Household weights, like HHWT, and person weights, like PERWT, work in essentially the same way described above. When you conduct data analysis of household-level variables (such as household income or the household’s geographic location), you need to use household weights. When you conduct data analysis of person-level variables (such as personal income or unemployment), you need to use person weights.
The exception to this rule is when analyzing one of the “flat” or unweighted IPUMS samples. Flat IPUMS USA samples include the 1% samples from 1850-1930, all samples from 1960, 1970, and 1980, the 1% unweighted samples from 1990 and 2000, the 10% 2010 sample, and any of the full count 100% census datasets. In these “flat” samples, the PERWT and HHWT values will be the same for everyone in the sample. So, the use of these variables is only necessary when estimating population counts of individuals who meet a given set of characteristics.

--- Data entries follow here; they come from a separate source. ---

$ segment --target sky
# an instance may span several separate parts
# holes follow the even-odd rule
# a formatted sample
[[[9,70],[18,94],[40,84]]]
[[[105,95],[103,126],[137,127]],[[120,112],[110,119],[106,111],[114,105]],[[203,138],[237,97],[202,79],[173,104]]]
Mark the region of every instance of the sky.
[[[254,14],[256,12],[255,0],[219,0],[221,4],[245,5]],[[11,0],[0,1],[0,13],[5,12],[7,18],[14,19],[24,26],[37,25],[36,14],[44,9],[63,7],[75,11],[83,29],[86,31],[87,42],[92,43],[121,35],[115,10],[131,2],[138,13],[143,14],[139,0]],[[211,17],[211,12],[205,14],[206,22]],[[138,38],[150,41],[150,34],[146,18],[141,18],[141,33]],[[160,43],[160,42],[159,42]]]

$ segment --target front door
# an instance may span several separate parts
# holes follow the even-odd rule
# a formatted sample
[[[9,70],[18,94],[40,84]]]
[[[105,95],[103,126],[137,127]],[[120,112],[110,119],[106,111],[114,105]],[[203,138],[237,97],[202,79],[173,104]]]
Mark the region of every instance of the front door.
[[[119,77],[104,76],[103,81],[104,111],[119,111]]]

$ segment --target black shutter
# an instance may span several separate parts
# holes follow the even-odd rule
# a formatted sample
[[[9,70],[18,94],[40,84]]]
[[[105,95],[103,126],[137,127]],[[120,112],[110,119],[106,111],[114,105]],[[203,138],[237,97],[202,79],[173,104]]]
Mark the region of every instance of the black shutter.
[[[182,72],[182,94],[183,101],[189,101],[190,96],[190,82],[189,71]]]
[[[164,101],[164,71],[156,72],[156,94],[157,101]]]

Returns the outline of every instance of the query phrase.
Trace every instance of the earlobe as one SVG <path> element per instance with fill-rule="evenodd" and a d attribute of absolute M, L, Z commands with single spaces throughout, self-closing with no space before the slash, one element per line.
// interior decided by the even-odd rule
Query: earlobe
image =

When using ACS data, replicate weights are necessary to estimate empirically derived standard errors or confidence intervals. Point estimates will be the same when using replicate weights versus using PERWT or HHWT. You can read more about what replicate weights are and how to use them here.
Stata’s svy suite of commands can be useful when implementing weights in Stata. You can also set weights in other ways. Try typing “help [command]” into the console and searching the help document for “weight” to see how to incorporate weights into a given command or line of code.